Intriguingly, Hogwood interprets the marginalia in the autograph manuscript as indicating that the work heard at the Foundling Hospital performance differed in another significant respect: the suite was truncated with just a few movements, and for the finale Handel borrowed the last movement of a trumpet/horn “due cori” concerto, HWV 335a—a work thematically linked to the Fireworks overture and preserved in a different fascicle of the same bound volume now. (For Hogwood's argument, see his Cambridge Music Handbook [pp. 115 and 127] and the revised HHA volume [p. xxviii-xxix].) Musically, I like this suggestion a lot: to me, the two menuets that conclude Fireworks are an unconvincing conclusion to such a work, at least when not followed by fireworks.
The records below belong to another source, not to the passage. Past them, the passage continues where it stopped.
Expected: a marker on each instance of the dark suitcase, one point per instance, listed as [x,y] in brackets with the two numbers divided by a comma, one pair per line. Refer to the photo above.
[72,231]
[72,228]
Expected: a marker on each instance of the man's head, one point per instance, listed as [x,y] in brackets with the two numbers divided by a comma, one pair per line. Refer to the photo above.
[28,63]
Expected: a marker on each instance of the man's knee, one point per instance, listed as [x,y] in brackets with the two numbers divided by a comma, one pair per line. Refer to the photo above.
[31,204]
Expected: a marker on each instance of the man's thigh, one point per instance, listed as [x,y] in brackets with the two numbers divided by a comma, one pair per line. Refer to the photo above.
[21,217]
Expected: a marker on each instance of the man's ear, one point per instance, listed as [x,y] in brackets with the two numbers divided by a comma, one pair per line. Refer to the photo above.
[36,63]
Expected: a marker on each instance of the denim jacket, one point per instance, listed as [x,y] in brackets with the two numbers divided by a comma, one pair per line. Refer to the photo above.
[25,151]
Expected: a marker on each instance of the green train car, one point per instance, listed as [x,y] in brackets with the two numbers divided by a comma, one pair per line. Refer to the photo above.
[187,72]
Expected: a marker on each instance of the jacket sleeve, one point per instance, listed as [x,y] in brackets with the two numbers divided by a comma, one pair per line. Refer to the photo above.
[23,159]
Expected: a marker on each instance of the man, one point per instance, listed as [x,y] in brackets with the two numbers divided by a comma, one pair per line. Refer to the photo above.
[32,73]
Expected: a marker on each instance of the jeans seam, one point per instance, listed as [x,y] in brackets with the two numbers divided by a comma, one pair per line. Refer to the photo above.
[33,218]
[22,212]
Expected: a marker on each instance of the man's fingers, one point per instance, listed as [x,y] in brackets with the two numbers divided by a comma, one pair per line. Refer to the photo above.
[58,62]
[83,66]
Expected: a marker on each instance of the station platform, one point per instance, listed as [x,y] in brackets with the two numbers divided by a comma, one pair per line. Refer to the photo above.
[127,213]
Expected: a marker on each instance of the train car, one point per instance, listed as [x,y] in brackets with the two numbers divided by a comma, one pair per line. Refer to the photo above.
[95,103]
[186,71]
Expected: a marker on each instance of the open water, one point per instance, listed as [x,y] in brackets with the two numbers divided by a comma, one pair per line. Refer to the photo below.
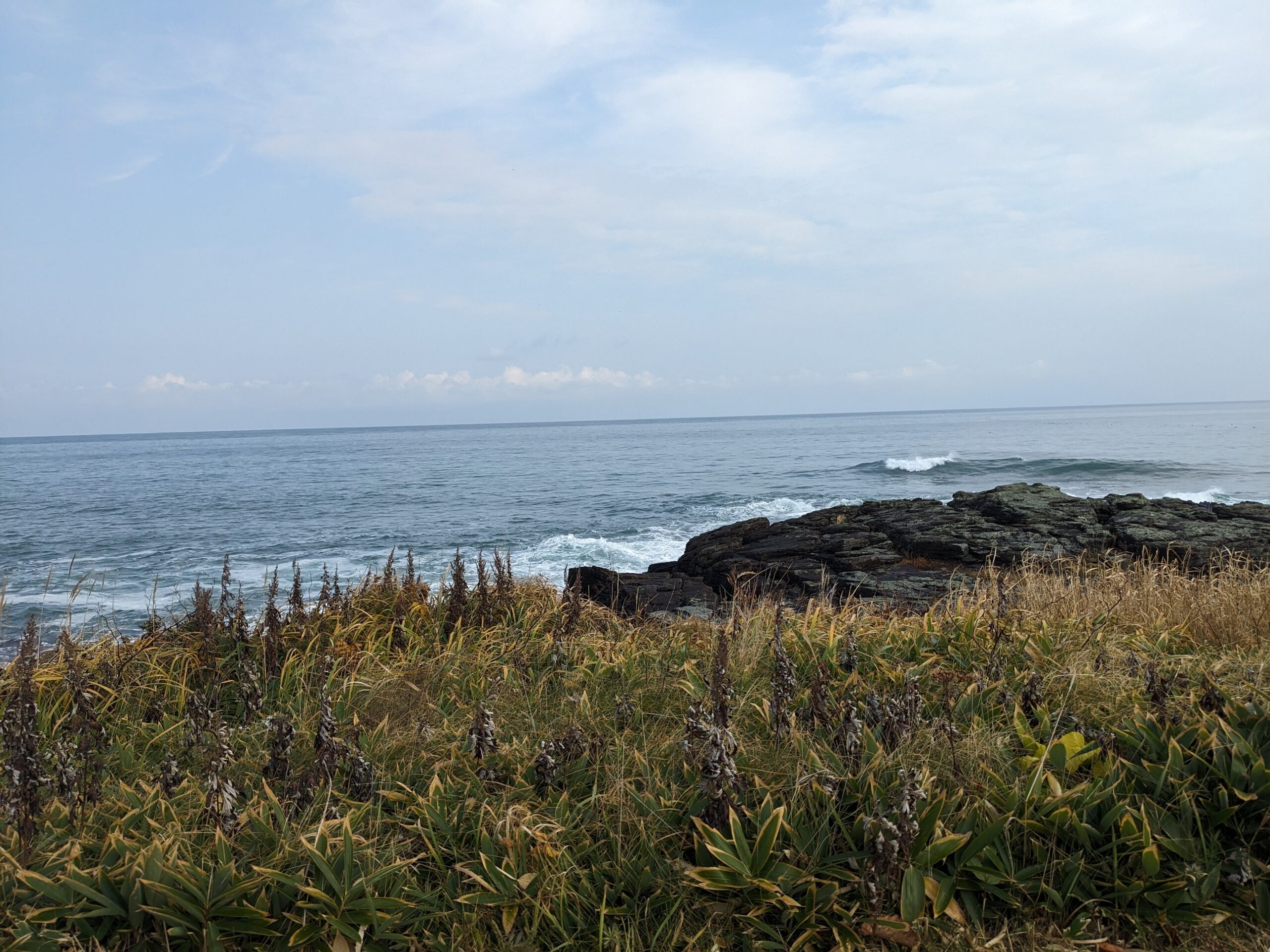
[106,525]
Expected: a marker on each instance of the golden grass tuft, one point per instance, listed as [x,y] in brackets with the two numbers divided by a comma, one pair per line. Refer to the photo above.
[456,852]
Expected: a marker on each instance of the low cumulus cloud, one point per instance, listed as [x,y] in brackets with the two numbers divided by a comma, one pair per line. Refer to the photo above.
[175,381]
[512,380]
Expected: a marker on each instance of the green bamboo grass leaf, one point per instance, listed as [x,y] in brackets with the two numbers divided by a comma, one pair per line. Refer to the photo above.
[940,849]
[982,839]
[912,895]
[765,842]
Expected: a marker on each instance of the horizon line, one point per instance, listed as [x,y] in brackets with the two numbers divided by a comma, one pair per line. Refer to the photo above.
[628,420]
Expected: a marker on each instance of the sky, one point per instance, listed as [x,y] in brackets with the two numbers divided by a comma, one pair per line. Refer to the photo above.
[307,214]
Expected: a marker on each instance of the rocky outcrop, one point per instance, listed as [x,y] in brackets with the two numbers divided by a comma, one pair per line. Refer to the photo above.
[644,593]
[916,550]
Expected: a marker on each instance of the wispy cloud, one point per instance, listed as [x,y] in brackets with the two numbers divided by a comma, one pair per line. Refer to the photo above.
[128,172]
[215,166]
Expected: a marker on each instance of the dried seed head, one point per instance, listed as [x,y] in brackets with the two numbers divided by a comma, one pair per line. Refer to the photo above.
[480,735]
[456,593]
[221,801]
[171,776]
[282,734]
[1212,700]
[783,687]
[624,713]
[847,652]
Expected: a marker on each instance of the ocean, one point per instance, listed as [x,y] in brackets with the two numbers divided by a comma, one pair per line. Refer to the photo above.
[97,529]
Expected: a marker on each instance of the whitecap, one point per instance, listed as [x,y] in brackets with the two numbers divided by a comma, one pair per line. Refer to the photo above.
[919,464]
[1213,494]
Those menuets plod. The finale of HWV 335a, however, is buoyant. (Hear it here.) A problem with this solution to the marginalia is the scoring: although the scoring is similar, it is not identical: two (not three) trumpets + two pairs of horns (the first pair consistently with oboes, the second pair consistently with strings). In that the rest of that Foundling Hospital performance included music from Solomon (two trumpets + two horns), I began to wonder if they jettisoned Trumpet III (or, Principale, as he labels it, denoting its low register) altogether—but what did they do about the extra horn part? A further problem: the only movement in the autograph of Fireworks to have a staff allotted to the violas is the final menuet—which this theory would exclude from the strings version of the piece; granted, the staff is lightly crossed-out as it stands. Is that significant?